Lloyd Lizel Georgi, Dramowski Angela, Bekker Adrie, Malou Nada, Ferreyra Cecilia, Van Weissenbruch Mirjam Maria
Department of Pediatrics and Child Health, Faculty of Medicine and Health Sciences, Stellenbosch University, Cape Town, South Africa.
Foundation for Innovative New Diagnostics, Geneva, Switzerland.
Front Pediatr. 2022 Mar 11;10:830510. doi: 10.3389/fped.2022.830510. eCollection 2022.
Infection prediction scores are useful ancillary tests in determining the likelihood of neonatal hospital-acquired infection (HAI), particularly in very low birth weight (VLBW; <1,500 g) infants who are most vulnerable to HAI and have high antibiotic utilization rates. None of the existing infection prediction scores were developed for or evaluated in South African VLBW neonates.

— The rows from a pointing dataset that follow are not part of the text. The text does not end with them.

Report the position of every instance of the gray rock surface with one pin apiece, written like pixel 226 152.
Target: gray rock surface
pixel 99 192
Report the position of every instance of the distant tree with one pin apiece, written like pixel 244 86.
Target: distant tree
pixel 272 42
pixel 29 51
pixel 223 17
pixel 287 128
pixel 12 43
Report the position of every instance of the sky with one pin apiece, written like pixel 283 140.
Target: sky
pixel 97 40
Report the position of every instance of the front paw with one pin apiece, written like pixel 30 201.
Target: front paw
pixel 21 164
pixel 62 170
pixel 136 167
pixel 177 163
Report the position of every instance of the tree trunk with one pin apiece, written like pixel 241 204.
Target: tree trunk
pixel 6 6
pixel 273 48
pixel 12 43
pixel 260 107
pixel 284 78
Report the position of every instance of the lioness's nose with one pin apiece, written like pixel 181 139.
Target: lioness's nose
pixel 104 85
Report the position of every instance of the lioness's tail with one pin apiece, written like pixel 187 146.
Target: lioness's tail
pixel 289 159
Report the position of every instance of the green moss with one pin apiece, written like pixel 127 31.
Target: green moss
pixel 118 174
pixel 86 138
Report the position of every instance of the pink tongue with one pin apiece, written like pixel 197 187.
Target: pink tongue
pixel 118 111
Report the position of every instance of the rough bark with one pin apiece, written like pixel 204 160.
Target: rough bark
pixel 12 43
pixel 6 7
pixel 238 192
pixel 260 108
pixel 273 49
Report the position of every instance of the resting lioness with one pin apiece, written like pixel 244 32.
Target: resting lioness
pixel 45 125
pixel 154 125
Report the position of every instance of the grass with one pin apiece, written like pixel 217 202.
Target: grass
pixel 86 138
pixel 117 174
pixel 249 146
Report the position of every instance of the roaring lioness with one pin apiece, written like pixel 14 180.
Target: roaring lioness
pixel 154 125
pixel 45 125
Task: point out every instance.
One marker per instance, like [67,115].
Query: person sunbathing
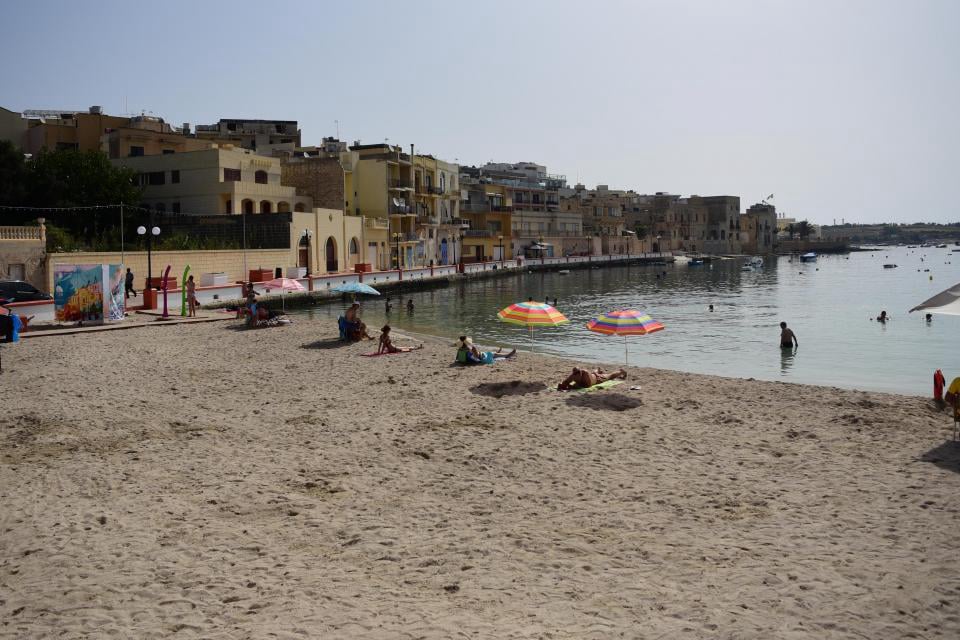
[468,353]
[584,379]
[387,346]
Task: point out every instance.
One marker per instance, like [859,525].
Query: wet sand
[202,481]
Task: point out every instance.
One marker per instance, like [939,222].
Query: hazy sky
[842,109]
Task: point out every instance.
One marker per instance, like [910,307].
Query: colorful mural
[81,292]
[116,280]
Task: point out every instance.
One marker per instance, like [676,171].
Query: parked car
[20,291]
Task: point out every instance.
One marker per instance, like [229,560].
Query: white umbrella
[946,302]
[284,284]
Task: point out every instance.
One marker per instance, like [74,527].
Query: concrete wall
[229,262]
[320,178]
[23,246]
[12,127]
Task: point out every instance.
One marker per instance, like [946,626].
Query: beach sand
[203,481]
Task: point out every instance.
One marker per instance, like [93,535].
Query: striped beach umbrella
[628,322]
[532,314]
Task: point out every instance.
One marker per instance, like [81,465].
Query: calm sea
[829,304]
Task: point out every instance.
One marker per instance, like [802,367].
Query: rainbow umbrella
[628,322]
[532,314]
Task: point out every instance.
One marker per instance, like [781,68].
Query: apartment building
[261,136]
[217,180]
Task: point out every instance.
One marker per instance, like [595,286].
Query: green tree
[70,178]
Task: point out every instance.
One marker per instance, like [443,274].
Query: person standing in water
[788,339]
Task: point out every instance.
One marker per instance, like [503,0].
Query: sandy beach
[203,481]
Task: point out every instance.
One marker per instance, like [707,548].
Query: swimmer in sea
[788,339]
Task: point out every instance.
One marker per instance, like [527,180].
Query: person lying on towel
[584,379]
[467,353]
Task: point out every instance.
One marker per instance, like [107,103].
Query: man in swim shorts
[787,338]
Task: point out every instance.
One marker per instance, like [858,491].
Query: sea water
[830,304]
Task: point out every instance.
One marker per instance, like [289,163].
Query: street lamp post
[154,231]
[306,236]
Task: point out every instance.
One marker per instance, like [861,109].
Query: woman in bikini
[386,345]
[584,379]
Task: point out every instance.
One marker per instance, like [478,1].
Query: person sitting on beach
[467,353]
[386,345]
[356,329]
[787,338]
[584,378]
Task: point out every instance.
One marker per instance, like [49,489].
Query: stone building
[23,254]
[218,180]
[758,229]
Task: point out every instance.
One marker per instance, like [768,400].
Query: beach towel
[597,387]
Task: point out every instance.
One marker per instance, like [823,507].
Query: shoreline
[274,481]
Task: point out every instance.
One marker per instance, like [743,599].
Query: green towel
[597,387]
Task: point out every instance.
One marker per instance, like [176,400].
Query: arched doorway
[331,254]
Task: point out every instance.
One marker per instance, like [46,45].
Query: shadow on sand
[330,343]
[509,388]
[946,456]
[601,401]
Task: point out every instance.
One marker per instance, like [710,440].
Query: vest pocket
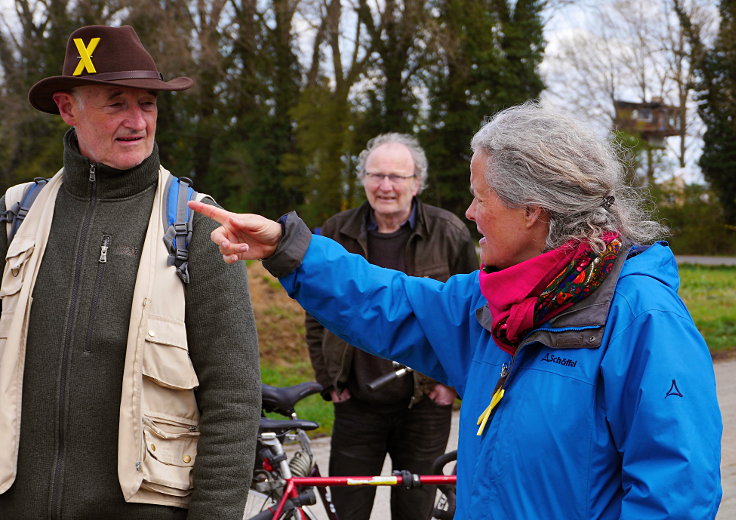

We identified existing infection prediction scores through literature searches and assessed each score for suitability and feasibility of use in resource-limited settings. Performance of suitable scores were compared using a retrospective dataset of VLBW infants (2016-2017) from a tertiary hospital neonatal unit in Cape Town, South Africa. Sensitivity, specificity, predictive values, and likelihood ratios were calculated for each score.
Eleven infection prediction scores were identified, but only five were suitable for use in resource-limited settings (NOSEP1, Singh, Rosenberg, and Bekhof scores). The five selected scores were evaluated using data from 841 episodes of HAI in 659 VLBW infants. The sensitivity for the scores ranged between 3% (NOSEP1 ≥14; proven and presumed infection), to a maximum of 74% (Singh score ≥1; proven infection). The specificity of these scores ranged from 31% (Singh score ≥1; proven and presumed infection) to 100% (NOSEP1 ≥11 and ≥14, NOSEP-NEW-1 ≥11; proven and presumed infection).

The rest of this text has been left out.